How to Write a Redox Equation

There are two kinds of redox reactions: acidic and basic. The former is much more common than the latter. In order to write out an acidic redox equation, follow the following steps:

  1. Write the half-reactions.
  2. Balance the main elements.
  3. Balance the electrons.
  4. Balance your oxygens by using water (H2O).
  5. Balance your hydrogen atoms with hydrogen ions (H+).
  6. Multiply one or both half-reactions by an integer to equalize the number of electrons present.
  7. Cancel your electrons (e-) H2O's and H+s.
  8. Combine the half-reactions into one complete equation.
If that sounded like gibberish to you, don't worry, you're not alone. The only way to really learn how to do acidic redox is by seeing examples, so I have presented one here:
    You have the reaction NO3- + H2S --> NO + S
  1. First, write two half-reactions by breaking up the main one according to main elements, oxygen and hydrogen are not counted:

    NO3- --> NO

    and

    H2S --> S
  2. The next step, balancing the main elements, does not apply to this example because the main elements, those not oxygen and hydrogen, are already balanced. If this were not the case, you would balance them by placing a coefficient before the compounds with unequal elements. For example, let's say LiH --> Li2O. To balance the main elements, you would add a "2" to the lithium hydride (LiH) and come up with 2LiH --> Li2O.
  3. Balancing electrons, the next step, is the hardest part to understand. In order to do it, you must remember that hydrogen has a +1 charge and oxygen has a -2 charge. You then set up an equation on both sides of the arrow to determine what the main elements' charges are. Look at the first half-reaction:

    NO3 --> NO

    On the left side of the equation you get N-(2 x 3)=-1 (the "-1" is determined by the charge above the compound, in this case -1), or N-6=0. In order for this statement to be true, N must have a charge of +5 on the left side of the equation.

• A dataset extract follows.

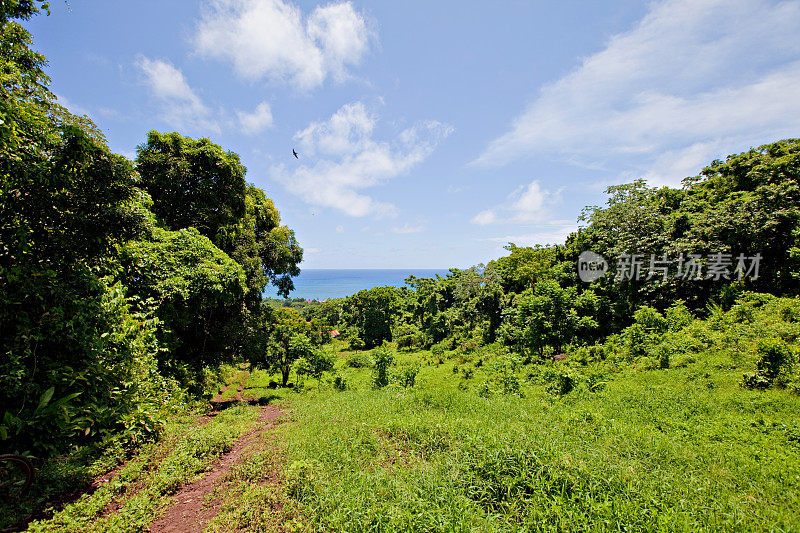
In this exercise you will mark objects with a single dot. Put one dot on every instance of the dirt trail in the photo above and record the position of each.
(187, 513)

    Turning to the right side of this half-reaction, you would write the equation N-2=0 (NO has no charge so the sum is "0"). N must therefore have a charge of +2 in order to balance out the -2 oxygen ion.

    When we look at both of the charges together we get +5 on the left and +2 on the right. In order to balance this chemical formula, you must add 3e- to the left; you then get a charge of +2 on both sides (you can't add charge to the +2 side to equalize the charges). The final result of the top half-reaction is:

    NO3- + 3e- --> NO

    Now, remember the result of the first half-reaction while we turn our attention to the second half-reaction:

    H2S --> S

    Keeping in mind what we learned for the last one, we set up two equations: the left side comes out to be 2+S=0 and the right S=0 (S has no superscript and therefore has a charge of 0). Solving the first equation, you come up with S=-2. In order to balance this half-reaction, 2e- must be added to the right side, bringing both sides to a -2 charge. So, the final, electron-balanced half reactions come out to be:

    NO3- + 3e- --> NO

    and

    H2S --> 2e- + S
  4. Now, it's time to turn our attention to balancing oxygens in our half-reactions. Looking at the first half-reaction:

    NO3- + 3e- --> NO

    we see that the left side has 3 oxygen ions while the right only has 1. To rectify this problem we must add 2H2O to the right side. This results in an equation looking like this:

    NO3- + 3e- --> 2H2O + NO

    When we look at the second half-reaction we discover that there are no oxygen ions present, and therefore this step doesn't apply. So, at the end of this step our half-reactions look like this:

    NO3- + 3e- --> 2H2O + NO

    and

    H2S --> 2e- + S

  5. At this point, you need to balance your hydrogen ions. Turning to the first half-reaction:

    NO3- + 3e- --> 2H+ + NO

    you can see that the left side has 0 hydrogen ions while the right side has 4 (there are 2 hydrogens in a water molecule and we have 2 water molecules represented by 2H20). To make up this difference you need to add 4 hydrogen ions (H+) to the left side, ending up with a half-reaction looking like this:

    NO3- + 3e- + 4H+--> 2H2O + NO

    Shifting your focus to the next half-reaction:

    H2S --> 2e- + S

    you will be able to tell that the left side has 2 hydrogen ions while the right side has 0. Therefore, 2H+ must be added to the left side. At the end of this step, you come up with the following half-reactions:

    NO3- + 3e- + 4H+ --> 2H2O + NO

    and

    H2S --> 2e- + 2H+ + S
  6. Now, the time has come to begin combining our half-reactions into one again. Lining up our half-reactions together,

    NO3- + 3e- + 4H2O --> 2H2O + NO
    H2S --> 2e- + 2H+ + S

    You can see that there are 3 electrons on the top reaction and 2 on the bottom. The only way to combine the two is to canceling the electrons, and the only way to cancel electrons is to multiply one or both half-reactions by a number that allows both electron numbers to be equal. Thinking about it, you should realize that the top one should be multiplied by 2 and the bottom by 3. This leaves you with:

    2NO3- + 6e- + 8H2O --> 4H20 + 2NO
    3H2S --> 6e- + 6H+ + 3S
  7. Now, it's time to cancel all the electrons in both half-reactions. At this time you also must simplify all the hydrogen ions and waters in the reactions; subtract the smaller number of water/ions from the larger. Doing this, you end up with:

    2NO3- + 2H+ --> 2NO + 4H2O
    3H2S --> 3S
  8. Finally, we come to the end of our long process. All that remains is for the two half-reactions to be combined into one full reaction, which looks something like this:

    2NO3- + 3H2S + 2H+ --> 2NO + 3S + 4H2O